A nationwide pizza delivery company is changing perceptions about how valuable people with intellectual disabilities can be in the workplace.
Hell Pizza began with one store in Wellington in 1996 and has franchises nationwide, with 69 stores employing more than 1,100 people.
In 2013 the company formed a partnership with IDEA Services (a subsidiary of IHC) to set up a paid training and work experience programme for youth with an intellectual disability.
Hell Pizza General Manager Ben Cumming says the Active in Hell initiative was spawned after one of the stores delivered pizzas to Active, a local Wellington organisation for youth with intellectual disabilities, and asked how the company could support them.
Ben says that because commercial kitchens are a fast-paced and, at times, dangerous working environment, there was a perception in the industry that they were not suitable places for people with disabilities.
But after speaking to the staff and youth at Active, Hell Pizza management realised that there were some very capable individuals there who could benefit from a fast-food training programme.
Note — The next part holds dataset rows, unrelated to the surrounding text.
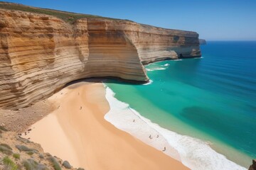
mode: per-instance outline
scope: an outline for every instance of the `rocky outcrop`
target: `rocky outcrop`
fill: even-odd
[[[252,160],[252,164],[250,166],[249,170],[256,170],[256,159]]]
[[[203,40],[203,39],[199,39],[199,43],[201,45],[206,45],[206,40]]]
[[[0,169],[82,169],[73,168],[68,162],[45,153],[39,144],[22,138],[16,132],[7,132],[0,126]]]
[[[143,64],[180,57],[201,57],[196,33],[0,9],[0,107],[26,107],[83,78],[146,82]]]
It would help create opportunities for people with intellectual disabilities to enter the workforce by dispelling myths and breaking down those initial barriers they face, and provide a rewarding experience for Hell Pizza store owners and staff.
Active is a six-week programme, comprising of two paid two-hour sessions in a Hell store each week. The training covers everything from health and safety education to preparing food for sale and making pizza dough and bases.
Since it started, 32 young people have completed the training course in stores from Auckland to Dunedin and Hell Pizza has now committed to putting 64 trainees through the programme each year.
To set up the project, Hell Pizza’s head office approached all its franchise owners to explain the programme and canvas their support.
“We’ve always said that we don’t want to force our franchisees into the project. If they are not enthusiastic about the training programme, then the project will likely not succeed in their store,” Ben says.
Around two thirds of the stores signed up to take part, providing a range of locations for the trainees, who were found by Idea Services’ regional supported employment co-ordinators.